GPs should no longer be seen as a gatekeeper to be overcome to obtain specialist care but rather a gateway that directs patients and users to the most appropriate level of service.

At the moment there are  health services which patients can access directly ( sexual health, drugs service, family planning, mental health, child health) – either for an initial service or, more often, re-activation of a care pathway that they are already on. There is scope to expand this but it must be done in a carefully planned and evidence based way. 

 Simply allowing open access to all specialist care will not provide any extra doctors. It can only lead to the inappropriate used of already over-pressurised services.

In virtually all instances patients will recognise that they need GPs’ professional knowledge to ensure they get the correct service and they should be facilitated to get this timely access.

And in this instance the capacity to directly book GP appointments and obtain primary care advice must be greatly expanded.

Sadly the examples that both Wes Streeting ( the lump on his head) and Keir Starmer ( internal bleeding) used to illustrate their case were particularly bad and inappropriate.

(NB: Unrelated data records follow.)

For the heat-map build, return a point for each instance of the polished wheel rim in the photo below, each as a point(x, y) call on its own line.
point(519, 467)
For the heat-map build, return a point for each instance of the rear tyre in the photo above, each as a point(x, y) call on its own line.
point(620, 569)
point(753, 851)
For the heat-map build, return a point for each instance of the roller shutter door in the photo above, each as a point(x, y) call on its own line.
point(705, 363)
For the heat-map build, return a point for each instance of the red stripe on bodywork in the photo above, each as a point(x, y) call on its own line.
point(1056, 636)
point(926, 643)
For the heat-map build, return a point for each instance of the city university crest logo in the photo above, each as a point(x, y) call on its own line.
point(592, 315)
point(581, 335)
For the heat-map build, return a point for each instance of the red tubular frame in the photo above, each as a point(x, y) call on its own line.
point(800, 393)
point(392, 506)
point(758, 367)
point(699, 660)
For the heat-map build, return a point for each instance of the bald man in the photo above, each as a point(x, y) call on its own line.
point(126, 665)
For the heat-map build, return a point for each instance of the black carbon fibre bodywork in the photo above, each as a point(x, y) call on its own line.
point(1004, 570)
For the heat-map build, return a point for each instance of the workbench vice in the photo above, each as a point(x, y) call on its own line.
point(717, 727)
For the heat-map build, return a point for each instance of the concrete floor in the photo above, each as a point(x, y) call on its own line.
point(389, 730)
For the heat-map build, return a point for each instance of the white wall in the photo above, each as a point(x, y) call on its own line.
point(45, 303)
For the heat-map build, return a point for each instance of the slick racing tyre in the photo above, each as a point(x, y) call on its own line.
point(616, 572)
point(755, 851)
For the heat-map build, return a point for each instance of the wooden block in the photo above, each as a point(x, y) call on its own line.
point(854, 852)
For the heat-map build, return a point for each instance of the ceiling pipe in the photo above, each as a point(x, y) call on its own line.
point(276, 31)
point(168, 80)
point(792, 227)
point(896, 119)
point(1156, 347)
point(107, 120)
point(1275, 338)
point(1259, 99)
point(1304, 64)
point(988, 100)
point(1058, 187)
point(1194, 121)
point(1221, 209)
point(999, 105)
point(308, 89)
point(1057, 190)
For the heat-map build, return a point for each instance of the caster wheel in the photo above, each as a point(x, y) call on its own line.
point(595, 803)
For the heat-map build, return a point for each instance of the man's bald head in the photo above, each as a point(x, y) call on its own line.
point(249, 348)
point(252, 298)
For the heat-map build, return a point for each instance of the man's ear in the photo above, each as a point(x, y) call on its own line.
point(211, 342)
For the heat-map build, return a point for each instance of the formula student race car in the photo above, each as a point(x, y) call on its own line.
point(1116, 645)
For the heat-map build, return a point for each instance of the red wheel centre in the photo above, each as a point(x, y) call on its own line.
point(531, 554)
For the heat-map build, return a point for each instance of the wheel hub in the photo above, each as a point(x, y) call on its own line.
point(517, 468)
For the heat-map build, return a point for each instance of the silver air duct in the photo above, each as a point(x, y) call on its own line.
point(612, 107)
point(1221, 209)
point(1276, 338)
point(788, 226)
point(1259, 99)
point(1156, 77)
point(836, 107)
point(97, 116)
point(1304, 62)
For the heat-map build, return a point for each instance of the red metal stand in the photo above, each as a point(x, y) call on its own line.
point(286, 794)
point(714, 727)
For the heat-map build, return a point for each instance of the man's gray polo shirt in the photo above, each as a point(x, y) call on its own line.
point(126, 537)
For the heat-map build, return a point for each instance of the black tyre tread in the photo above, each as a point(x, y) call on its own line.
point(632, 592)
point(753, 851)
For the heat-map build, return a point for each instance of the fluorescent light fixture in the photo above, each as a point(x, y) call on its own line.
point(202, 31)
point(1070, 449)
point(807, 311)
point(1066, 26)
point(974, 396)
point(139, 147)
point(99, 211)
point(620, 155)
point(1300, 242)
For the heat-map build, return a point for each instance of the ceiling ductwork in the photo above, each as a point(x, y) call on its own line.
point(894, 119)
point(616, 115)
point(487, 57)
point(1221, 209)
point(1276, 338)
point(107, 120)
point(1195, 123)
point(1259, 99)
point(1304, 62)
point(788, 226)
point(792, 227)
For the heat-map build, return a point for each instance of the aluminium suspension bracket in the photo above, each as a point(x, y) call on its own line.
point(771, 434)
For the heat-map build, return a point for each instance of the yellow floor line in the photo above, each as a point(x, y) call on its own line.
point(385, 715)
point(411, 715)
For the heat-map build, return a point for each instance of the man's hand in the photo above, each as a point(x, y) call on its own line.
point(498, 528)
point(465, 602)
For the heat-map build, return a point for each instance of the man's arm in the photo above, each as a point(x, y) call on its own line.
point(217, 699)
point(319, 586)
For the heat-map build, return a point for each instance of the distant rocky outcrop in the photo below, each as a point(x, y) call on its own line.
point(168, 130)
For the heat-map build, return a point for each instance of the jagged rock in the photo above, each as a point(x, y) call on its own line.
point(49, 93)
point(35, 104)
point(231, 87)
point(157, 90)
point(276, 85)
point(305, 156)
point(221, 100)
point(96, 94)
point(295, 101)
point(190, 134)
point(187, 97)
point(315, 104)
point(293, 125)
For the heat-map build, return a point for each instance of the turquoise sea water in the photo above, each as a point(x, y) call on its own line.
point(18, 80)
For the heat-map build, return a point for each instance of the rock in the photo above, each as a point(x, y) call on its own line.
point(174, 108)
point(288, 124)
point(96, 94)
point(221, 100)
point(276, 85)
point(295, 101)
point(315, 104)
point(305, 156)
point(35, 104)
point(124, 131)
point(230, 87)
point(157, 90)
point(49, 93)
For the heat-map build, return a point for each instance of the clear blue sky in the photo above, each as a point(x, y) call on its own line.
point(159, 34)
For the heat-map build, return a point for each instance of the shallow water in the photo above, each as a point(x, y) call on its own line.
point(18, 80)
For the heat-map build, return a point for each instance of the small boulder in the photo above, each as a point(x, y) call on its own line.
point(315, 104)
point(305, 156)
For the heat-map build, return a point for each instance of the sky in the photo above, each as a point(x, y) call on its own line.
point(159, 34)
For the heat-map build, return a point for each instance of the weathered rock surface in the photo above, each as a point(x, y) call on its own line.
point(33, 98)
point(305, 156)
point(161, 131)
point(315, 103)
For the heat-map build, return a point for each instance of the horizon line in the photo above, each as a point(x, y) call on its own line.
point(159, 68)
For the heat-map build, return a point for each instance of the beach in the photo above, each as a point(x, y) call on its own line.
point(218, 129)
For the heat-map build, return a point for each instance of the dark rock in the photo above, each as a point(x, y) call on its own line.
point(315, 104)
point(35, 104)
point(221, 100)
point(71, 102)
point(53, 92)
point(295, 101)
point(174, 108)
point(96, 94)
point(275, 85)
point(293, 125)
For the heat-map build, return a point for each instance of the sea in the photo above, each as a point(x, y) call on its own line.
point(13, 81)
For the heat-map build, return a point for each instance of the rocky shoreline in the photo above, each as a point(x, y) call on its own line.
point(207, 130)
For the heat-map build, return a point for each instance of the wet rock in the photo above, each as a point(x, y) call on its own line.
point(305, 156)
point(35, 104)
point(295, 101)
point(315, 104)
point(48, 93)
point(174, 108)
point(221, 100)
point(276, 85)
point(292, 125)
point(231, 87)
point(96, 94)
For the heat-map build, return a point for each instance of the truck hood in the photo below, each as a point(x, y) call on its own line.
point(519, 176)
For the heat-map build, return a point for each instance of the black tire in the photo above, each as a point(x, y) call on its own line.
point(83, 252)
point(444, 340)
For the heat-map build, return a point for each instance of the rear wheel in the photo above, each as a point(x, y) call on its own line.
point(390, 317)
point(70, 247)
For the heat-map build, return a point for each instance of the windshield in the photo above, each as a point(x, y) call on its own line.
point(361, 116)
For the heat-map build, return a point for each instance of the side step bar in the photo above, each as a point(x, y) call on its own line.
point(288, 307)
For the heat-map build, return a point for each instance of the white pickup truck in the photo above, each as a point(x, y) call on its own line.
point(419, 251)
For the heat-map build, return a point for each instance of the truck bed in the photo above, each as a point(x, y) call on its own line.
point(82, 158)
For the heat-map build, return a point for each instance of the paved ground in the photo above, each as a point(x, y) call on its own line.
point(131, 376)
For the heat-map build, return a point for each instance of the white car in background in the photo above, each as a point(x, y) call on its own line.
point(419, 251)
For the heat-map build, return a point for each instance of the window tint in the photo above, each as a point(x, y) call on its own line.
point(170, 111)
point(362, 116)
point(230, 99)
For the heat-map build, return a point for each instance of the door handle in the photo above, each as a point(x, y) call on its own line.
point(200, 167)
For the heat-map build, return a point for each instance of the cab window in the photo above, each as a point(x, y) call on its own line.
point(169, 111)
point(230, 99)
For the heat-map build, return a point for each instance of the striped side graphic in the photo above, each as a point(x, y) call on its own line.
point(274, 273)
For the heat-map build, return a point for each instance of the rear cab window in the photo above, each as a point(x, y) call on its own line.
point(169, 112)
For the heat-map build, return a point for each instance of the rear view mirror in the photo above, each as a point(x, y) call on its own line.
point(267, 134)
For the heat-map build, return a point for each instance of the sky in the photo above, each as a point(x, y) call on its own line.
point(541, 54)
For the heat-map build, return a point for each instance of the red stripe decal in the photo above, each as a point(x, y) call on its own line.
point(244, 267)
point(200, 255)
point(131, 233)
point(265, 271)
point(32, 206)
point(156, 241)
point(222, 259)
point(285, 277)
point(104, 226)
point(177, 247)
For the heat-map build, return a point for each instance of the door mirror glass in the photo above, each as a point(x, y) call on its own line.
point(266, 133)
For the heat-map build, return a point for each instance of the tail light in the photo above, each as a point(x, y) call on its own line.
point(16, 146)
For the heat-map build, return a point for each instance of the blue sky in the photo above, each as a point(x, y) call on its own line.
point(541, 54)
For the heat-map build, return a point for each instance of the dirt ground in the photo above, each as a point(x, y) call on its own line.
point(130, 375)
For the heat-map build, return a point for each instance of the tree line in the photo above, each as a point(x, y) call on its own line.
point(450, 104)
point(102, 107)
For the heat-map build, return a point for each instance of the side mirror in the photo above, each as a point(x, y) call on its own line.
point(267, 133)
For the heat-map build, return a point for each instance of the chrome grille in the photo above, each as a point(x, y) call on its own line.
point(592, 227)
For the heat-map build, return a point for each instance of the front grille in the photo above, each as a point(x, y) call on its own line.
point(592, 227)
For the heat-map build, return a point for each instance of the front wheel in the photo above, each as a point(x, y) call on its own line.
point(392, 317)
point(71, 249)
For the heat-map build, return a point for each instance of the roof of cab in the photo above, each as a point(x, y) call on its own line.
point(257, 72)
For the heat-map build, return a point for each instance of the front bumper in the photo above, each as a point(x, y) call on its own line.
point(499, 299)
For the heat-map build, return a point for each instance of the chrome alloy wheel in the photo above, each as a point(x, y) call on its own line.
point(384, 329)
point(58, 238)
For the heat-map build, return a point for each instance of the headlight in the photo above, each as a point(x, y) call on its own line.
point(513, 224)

 A major element of needless bureaucracy, competition, duplication and waste in health and social care is the continuing operation of a commercial and/or internal market. If efficiencies are being sought and our workforce to be valued it is time to recognise that the “commercialistation” of key public services, begun by Mrs Thatcher over 30 years ago,  has been a costly failure.

Some people recoil when I talk about change in the NHS. They think Labour’s job is to merely defend public services. I have never believed that. Labour’s job is to drive up standards, so that services don’t need defending. It is precisely because my mum and my wife worked in the NHS, because my parents were cared for by the NHS and because my children were born in the NHS that I want to make it work again.

What we are setting out now is just the start. I want to be utterly clear-eyed about it. That’s why I am hungry for new ways of working, for tackling ingrained thinking, for reform and modernisation. The Prime Minister says he wants to be judged simply on whether waiting lists come down a bit.

That is the same old path of least resistance: the stale route to further decline. By contrast, I am prepared to do the hard yards and tell the hard truths to give patients back the services they need.

The SHA can share much of the same agenda that Keir Starmer is attempting to set out.

In his BBC interview he said that was not advocating the private sector that as the key to unlock or drive reform but rather that he was looking for a preventative model. This is something that  the SHA could wholeheartedly endorse.

In this context the main role he envisaged for the private sector was to clear the backlogs in care. This is not unreasonable. It was done before under the last Labour government and it could be done again.

For over a century there has been a steady increase in life expectancy. Since 2010 these increases have stalled and have even reversed for the most disadvantaged sections of our society. This is not just due to under-investment in health it is also due to the wider effects on Austerity on the major non-medical determinants of good health.